İnsanlardan gelen isteklerle yazabiliyor
Eğer Word kullanırken otomatik kelime öneri özelliğini açtıysanız makine yazımı dünyasına adım atmışsınız demektir. Yeni olan, Google'ın Wordcraft ve OpenAI'nin kendi şiirlerini ve kurgu metinlerini oluşturmak için insanlardan gelen istemleri kullanmak üzere eğitilen 175 milyardan fazla parametreye sahip yapay bir sinir ağı olan GPT-3'ü içeren bu AI modellerinin gücündeki nesiller arası değişimdir.
YZ’nin yazdığı şiir Twitter’da yayınlandı
GPT-3 2020'de piyasaya sürüldüğünde, Shakespeare'in yerini alması en muhtemel makine olmasından ziyade büyüleyici bir deney gibi görünüyordu. Çünkü ortaya çıkardığı edebiyat tuhaf ve biraz da tınıdan uzaktı. Ancak o zamandan beri insan metinlerine erişimi genişledi. Mart ayında, Oxford Üniversitesi'nde makine öğrenimi üzerine araştırma görevlisi olan Owain Evans, en son GPT-3 varyantı olan InstructGPT tarafından üretilen birkaç şiiri Twitter akışında yayınladı. Twitter konusunda TS Eliot tarzında yazılmış olan şiir, bir şairin kendine özgü sesini öğrenmenin ve kopyalamanın bir zamanlar göründüğü kadar zor olmayabileceğini gösteriyor. İşte yapay zeka tarafından yazılan o şiir:
(Orijinal)
Upon the platform of the efficacious tweets
We stand together, faceless and bereft
Of all identity but that which is supplied
By the retweet button and the follow.
We are the retweeted and the followed,
The anonymous and the nameless,
The content-less and the formless,
The bereft of all significance.
(Türkçe)
Etkili tweetlerin platformunda
Birlikteyiz, yüzsüz ve kimsesiz
Var olan tüm kişilikler
Retweet butonu ve takipçiler tarafından
Retweet edilen ve takip edilen biziz,
Anonim ve isimsiz,
İçeriksiz ve biçimsiz,
Tüm önemden yoksun
Olga Tokarczuk ya da Kazuo Ishiguro gibi yazarların günümüzün yapay zeka dil üretme modellerinden ve yazma asistanlarından korkacak çok şeyleri olduğuna ikna olmak zor.
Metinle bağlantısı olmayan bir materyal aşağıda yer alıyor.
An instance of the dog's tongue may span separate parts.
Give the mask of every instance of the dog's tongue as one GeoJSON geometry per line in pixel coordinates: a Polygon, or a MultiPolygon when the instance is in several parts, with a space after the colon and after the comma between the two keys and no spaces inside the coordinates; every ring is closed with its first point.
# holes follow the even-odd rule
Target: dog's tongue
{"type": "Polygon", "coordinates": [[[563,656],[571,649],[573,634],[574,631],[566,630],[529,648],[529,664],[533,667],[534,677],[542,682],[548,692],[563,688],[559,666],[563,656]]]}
Onların ve sayısız diğer romancı, kısa öykü yazarı, tiyatrocu ve şairin çalışmaları benzersiz sayılabilir. Bir model geçmişte ne yaptıklarını öğrense bile, yaratıcı dürtülerinin gelecekte onları nereye götürebileceğini tahmin edemez. Ancak yapay zeka modelleri bir gün yazarlığa yeltenmeden önce asistan olarak makul bir şekilde devreye girebilir.
Cümlelerin toplanıp bir araya getirilmesi yeni bir şey değil. 1970'lerde, yaşamı boyunca çoğu romantik bestseller olan 723'ten fazla kitap yazan Barbara Cartland, romanlarını sekreteri Jean Smith'e haftada yaklaşık yedi bölüm gibi dikkat çekici bir hızda daktilo etmesi için uyarırdı. Ancak kelime işlemciler ve dikte yazılımları çoktan Smith'in rolünün yerini almış gibi görünüyor. Belki de yaratıcı yazarlık yazılımları günümüzün Cartland'larının yerini almaktan o kadar da uzak değildir.